An attorney representing the Consumer Protection Group says that the timeshare company defrauded consumers. “They weren’t telling them they were getting a voucher; they were telling them they were getting an Anaheim trip,” explained attorney Scott Boyd, who qualified that the trip was supposed to include air travel and lodging and have a value of approximately $500. Boyd explained, “For all timeshares, they have to get bodies through the door so they can do the sales. Now how different companies choose to get people through the door may tell you who’s reputable and who’s not so reputable in the industry.”

Here’s How the Westgate Timeshare Problem Started

People who toured Westgate timeshares in late 2000 and in 2001, received letters advising them that they may have been defrauded. More than 900 individuals responded to the Consumer Protection Group’s letter. In the end, 30 Utah residents (or 15 parties) made up the case against Westgate Resorts.

 

As is too often the case in such timeshare problems, people who toured at Westgate timeshare believed they were receiving a product (a gift) that in the end, turned out to be too problematic to use. Voucher holders were restricted from redeeming their trip during any weeks before or following 10 different holidays and they were required to depart only on a Tuesday, and return only on a Thursday.

Adding to the confusion and complexity of the ‘deal’ was the fact that the voucher holder had to kick in $135 upfront, and redeem the voucher within 21 days. While many people looked at the extensive restrictions and simply tossed out the vouchers, others complied with all the stipulations only to be told that the dates requested were not available.

After a three-week jury trial, the case was decided in favor of the plaintiffs.
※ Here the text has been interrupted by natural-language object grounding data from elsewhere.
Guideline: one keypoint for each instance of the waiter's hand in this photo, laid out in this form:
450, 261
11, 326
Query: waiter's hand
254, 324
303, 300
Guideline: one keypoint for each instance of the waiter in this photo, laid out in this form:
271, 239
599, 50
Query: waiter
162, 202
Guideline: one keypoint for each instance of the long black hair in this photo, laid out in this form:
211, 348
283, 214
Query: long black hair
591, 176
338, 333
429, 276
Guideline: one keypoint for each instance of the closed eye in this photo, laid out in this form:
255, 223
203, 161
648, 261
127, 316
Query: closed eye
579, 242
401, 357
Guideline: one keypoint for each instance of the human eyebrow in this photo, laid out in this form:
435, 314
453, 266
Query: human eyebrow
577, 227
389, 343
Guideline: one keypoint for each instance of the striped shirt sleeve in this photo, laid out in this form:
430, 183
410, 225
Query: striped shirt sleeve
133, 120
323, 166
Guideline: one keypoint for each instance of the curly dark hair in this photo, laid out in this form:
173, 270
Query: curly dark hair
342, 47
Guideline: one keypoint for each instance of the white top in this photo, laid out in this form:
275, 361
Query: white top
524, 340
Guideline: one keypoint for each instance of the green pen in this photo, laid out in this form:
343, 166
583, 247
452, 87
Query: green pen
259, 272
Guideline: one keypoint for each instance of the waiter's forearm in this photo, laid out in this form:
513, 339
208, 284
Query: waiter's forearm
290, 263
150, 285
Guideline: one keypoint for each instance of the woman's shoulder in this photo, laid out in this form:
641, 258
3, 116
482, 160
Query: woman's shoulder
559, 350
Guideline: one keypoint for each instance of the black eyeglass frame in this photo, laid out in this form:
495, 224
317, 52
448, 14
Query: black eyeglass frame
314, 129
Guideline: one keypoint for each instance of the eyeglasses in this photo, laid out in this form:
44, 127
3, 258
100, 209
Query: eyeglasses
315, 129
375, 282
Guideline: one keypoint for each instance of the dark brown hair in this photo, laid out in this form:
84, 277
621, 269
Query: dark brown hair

Attorney Boyd admitted that the individuals involved, “did not stand to make a lot of money,” but said that, “This is to make a point to the timeshare industry, to Westgate, that you cannot have a fraudulent scheme.”

Westgate reportedly has plans to appeal a final civil judgment. The timeshare company’s attorneys claim that it was an independent telemarketing firm that scheduled the timeshare tours, and that they (the telemarketers) had failed to warn callers of the travel restrictions.

The Timeshare Authority is not defending or condemning Westgate timeshares, as there are always two sides to every story. But the question does arise … if there were only 30 plaintiffs, which was defined as 15 couples, and they do, “not stand to make a lot of money,” then who do you think is receiving the lion’s share of the million dollar settlement?